Quatre Juillet – Lucie Brémeault – Librinova, Février 2021.

« La première enquête de Nick Follers », m’a été proposée par Librinova que je remercie d’ors et déjà pour cette lecture. Nick Follers est un personnage récurrent de Lucie Brémeault, puisqu’il apparait dans son roman La seconde vie de Rachel Baker, paru en février 2020 chez Plon.

Juin 1993, deux couples d’amis louent une villa isolée sur la côte de Virginia Beach. Farniente, barbecue et feux d’artifice du 4 Juillet sont au programme de ces deux semaines de vacances d’été qui s’annoncent paradisiaques. Mais au lendemain de la Fête de l’Indépendance, trois des vacanciers sont découverts éventrés. Seule Eva a survécu à ce massacre et est retrouvée sur la plage, choquée et amnésique. L’inspecteur Nick Follers de la brigade criminelle se charge de cette enquête.

Les premiers chapitres sont véritablement intrigants, sombres et bien menés: l’accroche est réussie. L’ambiance entre les deux couples devraient être à la fête mais leurs relations semblent assez complexes. Ted et Mark sont deux amis de longue date que tout oppose: Ted, le compagnon d’Eva vit de petits boulots, est assez frivole, tandis que Mark, en couple avec Helen, est carriériste et travaille au service juridique d’une entreprise d’import-export. C’est d’ailleurs le directeur de cette entreprise, son patron donc, qui lui loue la villa. Ted n’a pas le même niveau de vie que Mark, mais peu importe car leur amitié prévaut sur le reste. Les deux jeunes femmes ne sont pas véritablement amies, mais apprennent à se connaître durant le séjour et finissent par partager des secrets assez intimes, lointains et difficilement supportables. Eva semble vivre une relation toxique avec Ted, un homme manipulateur, qui lui reproche son alcoolisme. Elle confie chaque jour ses pensées à un journal intime, qu’elle dissimule aux autres… L’ambiance est tendue dès le départ, on sent les non-dits, les secrets enfouis, une tension psychologique pesante habite certains personnages. Et puis, un homme rôde sur la côte, avec un cerf-volant, et semble observer la villa…

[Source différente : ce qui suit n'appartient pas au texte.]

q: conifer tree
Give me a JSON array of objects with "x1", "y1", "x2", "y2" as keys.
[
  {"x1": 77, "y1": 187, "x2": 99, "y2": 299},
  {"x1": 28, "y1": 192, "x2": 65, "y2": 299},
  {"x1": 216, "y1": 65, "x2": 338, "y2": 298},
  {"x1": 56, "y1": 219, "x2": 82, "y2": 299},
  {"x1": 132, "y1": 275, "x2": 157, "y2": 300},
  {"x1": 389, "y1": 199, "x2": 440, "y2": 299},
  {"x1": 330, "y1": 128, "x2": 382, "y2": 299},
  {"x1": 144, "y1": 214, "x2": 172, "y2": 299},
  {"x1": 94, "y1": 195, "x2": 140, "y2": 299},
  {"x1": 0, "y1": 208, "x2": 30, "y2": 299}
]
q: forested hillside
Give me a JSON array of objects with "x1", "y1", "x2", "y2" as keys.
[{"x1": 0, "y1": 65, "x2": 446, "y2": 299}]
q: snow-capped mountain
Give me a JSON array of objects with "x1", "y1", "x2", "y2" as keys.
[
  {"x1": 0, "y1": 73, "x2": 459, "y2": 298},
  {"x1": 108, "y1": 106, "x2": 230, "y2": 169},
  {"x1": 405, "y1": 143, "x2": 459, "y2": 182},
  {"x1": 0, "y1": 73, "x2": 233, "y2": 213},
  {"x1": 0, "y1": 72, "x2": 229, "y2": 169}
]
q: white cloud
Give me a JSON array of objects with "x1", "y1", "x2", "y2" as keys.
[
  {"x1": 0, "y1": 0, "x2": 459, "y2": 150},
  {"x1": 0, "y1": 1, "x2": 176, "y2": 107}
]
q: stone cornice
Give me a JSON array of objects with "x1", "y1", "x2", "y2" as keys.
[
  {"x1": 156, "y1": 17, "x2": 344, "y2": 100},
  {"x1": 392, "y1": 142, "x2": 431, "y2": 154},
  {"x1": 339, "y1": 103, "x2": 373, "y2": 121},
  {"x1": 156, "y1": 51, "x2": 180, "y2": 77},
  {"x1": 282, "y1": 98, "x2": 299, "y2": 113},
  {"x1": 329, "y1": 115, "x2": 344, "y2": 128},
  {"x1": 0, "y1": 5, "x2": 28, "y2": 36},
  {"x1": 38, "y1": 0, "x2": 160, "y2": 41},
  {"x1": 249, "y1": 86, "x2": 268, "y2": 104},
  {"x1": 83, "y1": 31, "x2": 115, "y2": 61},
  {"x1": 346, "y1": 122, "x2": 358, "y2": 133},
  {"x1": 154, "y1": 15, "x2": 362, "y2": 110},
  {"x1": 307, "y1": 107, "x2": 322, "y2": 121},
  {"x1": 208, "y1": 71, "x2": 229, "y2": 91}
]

Nick Follers est un flic désabusé, aigri de ne pas avoir trouvé la femme idéale, l’appartement rêvé et surtout l’affaire de sa carrière. Dépressif, il sombre dans l’engrenage de l’alcoolisme, se fait malmener par ses collègues avec qui il est régulièrement en conflit, mais peut tout de même compter sur le soutien de son supérieur, tant qu’il est capable d’effort pour se raisonner quant à sa consommation d’alcool… Je ne dirai pas que c’est un flic atypique, mais il a quelques caractéristiques qui le sortent du commun des policiers romanesques : il ne quitte jamais sa secrétaire, une vieille Ford dans laquelle, il mange, boit, travaille et dort le plus souvent… C’est le bon flic américain, qui possède ses travers mais qui a du caractère. S’il n’est pas déterminé à stopper la boisson, il est toutefois fermement décidé à mener à bien son enquête, et surtout à ce qu’on ne la lui retire pas en dépit de ses frasques… ça ne fait pas de lui un personnage attachant, pas plus qu’Eva d’ailleurs, par contre le style de l’auteure, particulièrement retors, m’a beaucoup plu : une écriture franche et inventive, une gouaille qui colle tout à fait au genre polar américain, que j’ai apprécié dans la première partie du roman, puis elle se tarie avec la progression de l’enquête et devient plus lisse sur la seconde moitié du livre. Je ne dirai pas que le dénouement m’a convaincu, je m’attendais à un peu plus de complexité mais tout va très vite sur la dernière partie, alors que certains faits auraient mérité d’être approfondis.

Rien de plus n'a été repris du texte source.